Hirshl let out a light snore. He awoke with a start and shut his eyes again. A good doctor can put you to sleep just by making you wait. Is there such a thing as dreaming in the middle of the day? There is if you can sleep, but I can’t. I must have been thinking. I must have thought that I dreamed what I thought.
What did I think that I dreamed? That a button came off my jacket and Mina sewed it back on and I was chewing on the thread. But what made me think that was good for the memory? I’d better spit it out. That’s not a thread, though, that’s a snore. I must have fallen asleep and not noticed that another patient came. They’ll keep coming and coming until the doctor goes home and never even knows I was here.
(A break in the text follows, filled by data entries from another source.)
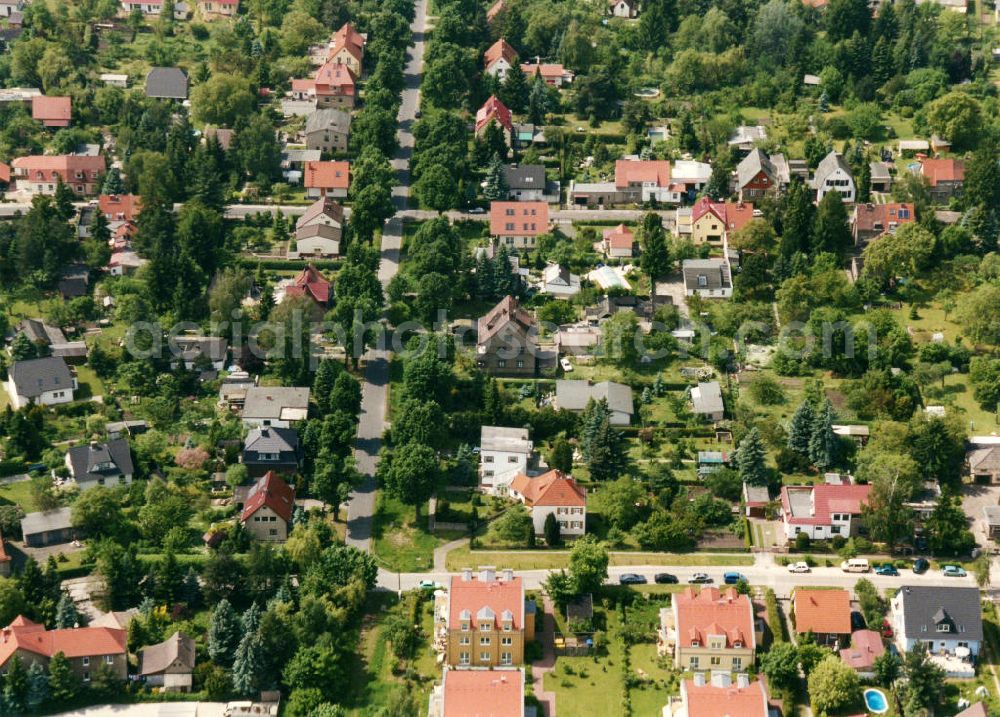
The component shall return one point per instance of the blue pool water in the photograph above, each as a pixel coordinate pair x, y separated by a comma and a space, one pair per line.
876, 702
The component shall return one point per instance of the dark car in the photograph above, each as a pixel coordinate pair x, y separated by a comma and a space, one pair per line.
631, 579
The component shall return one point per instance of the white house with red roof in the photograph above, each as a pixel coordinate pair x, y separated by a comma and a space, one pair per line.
268, 508
556, 493
822, 511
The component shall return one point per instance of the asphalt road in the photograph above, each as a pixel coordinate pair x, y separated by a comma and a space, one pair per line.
375, 390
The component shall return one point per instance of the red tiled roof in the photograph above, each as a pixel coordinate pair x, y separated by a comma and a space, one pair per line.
943, 170
494, 109
327, 175
822, 611
23, 634
483, 693
523, 219
55, 111
866, 645
710, 701
271, 491
553, 488
499, 49
310, 282
629, 171
714, 612
120, 207
477, 598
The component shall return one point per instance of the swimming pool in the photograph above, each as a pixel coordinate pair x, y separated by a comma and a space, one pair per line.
875, 701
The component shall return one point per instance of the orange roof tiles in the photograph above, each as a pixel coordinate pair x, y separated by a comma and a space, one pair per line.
822, 611
327, 175
553, 488
714, 612
483, 693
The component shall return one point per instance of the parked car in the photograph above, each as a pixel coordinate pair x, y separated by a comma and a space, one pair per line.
631, 579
I’d better make a sound so that he does.
When Hirshl tried making a sound, however, it came out like another snore.
The doctor listened to Hirshl as if he had never heard of such a case before, without interrupting him even once. Then he advised him to go for long walks and to get lots of fresh air, which would brace his body, soothe his mind, increase his appetite, help his digestion, and guarantee him a solid night’s sleep. He also urged him to take a cold bath and a cup of hot milk before going to bed and not to use sedatives, which became so habit-forming that they poisoned the system and sapped a man’s will and strength.